Stellungnahme der BI Gegenwind zur Gemeinderatsvorlage “Einstellung des Planverfahrens TFN Windenergie“

Die Entscheidung der Unteren Naturschutzbehörde hat Stand gehalten, den intensiven Prüfungen ihrer Fachaufsicht durch das Regierungspräsidiums und durch die nicht gerade als Windindustrie feindlich verrufene Behörde in Stuttgart. Damit wurde nach fast vier Jahren Untersuchung der Landschaftsschutz mit seinen Belangen Landschaftsbild und Erholungseignung deutlich über die Windindustrie gestellt, die in Süddeutschland ohnehin und in unserer Region besonders unsinnig ist.

Die Natur wird also nicht fehlgeleiteten Interessen preisgegeben.
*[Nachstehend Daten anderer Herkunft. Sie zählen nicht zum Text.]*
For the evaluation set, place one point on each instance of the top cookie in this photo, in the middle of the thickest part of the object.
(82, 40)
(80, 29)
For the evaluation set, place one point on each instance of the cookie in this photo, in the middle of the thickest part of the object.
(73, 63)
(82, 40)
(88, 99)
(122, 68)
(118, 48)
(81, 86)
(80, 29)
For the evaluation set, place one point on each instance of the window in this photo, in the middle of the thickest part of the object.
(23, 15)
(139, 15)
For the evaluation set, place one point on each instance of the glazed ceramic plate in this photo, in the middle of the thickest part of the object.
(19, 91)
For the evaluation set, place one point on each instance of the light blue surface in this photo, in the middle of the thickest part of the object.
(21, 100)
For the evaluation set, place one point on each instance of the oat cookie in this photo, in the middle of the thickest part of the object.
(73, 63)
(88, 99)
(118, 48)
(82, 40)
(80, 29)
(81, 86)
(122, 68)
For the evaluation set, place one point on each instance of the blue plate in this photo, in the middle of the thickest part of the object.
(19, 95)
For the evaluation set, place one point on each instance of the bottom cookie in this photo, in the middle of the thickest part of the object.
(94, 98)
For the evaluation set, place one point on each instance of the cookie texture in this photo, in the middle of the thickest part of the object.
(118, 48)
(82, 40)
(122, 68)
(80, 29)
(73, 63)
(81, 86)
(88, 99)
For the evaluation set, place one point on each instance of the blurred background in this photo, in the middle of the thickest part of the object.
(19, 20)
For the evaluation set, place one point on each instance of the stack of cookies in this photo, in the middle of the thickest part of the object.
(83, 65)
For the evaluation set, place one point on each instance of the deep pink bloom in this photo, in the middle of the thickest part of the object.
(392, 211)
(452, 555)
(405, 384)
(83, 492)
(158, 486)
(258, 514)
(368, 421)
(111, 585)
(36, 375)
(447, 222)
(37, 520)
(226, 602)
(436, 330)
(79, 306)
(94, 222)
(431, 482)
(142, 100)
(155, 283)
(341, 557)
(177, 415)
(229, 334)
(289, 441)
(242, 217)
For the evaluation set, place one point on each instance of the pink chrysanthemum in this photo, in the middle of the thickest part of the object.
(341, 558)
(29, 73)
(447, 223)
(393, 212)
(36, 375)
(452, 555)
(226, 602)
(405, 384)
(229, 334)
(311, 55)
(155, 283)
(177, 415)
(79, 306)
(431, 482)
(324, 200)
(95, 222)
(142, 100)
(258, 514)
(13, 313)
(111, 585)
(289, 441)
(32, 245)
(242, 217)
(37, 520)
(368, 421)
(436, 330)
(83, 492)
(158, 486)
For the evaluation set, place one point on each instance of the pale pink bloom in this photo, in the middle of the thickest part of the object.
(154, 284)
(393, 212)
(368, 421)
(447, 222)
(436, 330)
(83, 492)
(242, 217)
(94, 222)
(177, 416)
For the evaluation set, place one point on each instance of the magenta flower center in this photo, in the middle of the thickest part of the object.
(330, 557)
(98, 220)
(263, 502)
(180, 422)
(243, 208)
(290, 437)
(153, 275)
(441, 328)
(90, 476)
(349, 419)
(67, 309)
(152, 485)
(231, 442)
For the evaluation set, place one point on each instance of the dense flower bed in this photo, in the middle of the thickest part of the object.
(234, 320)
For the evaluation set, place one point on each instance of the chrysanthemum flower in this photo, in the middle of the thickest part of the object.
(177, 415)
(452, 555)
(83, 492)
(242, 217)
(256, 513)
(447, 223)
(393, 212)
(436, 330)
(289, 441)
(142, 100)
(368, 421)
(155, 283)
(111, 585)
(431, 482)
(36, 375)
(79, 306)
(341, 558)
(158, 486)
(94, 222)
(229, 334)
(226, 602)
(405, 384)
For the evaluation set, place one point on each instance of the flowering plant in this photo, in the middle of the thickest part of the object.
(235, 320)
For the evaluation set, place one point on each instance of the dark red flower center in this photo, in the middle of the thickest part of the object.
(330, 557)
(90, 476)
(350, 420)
Es weht schlicht zu wenig Wind hier, um die zu erbringenden Opfer zu rechtfertigen.

Die Entscheidung gilt für das untersuchte Gebiet am Geiersberg/Goldkopf, aber im Prinzip eben auch für das gesamte Landschaftsschutzgebiet, das sich von der nördlichen Kreisgrenze entlang den ersten Odenwaldhängen bis hinunter nach Dossenheim erstreckt. Und sie hat starke Signalwirkung für alle weiteren, sicher noch zu untersuchenden Flächen im LSG. Sofern die Voraussetzungen dort dann nicht grundlegend anders sind, sollte diese Entscheidungsrichtung eigentlich auch gut zu verteidigen sein.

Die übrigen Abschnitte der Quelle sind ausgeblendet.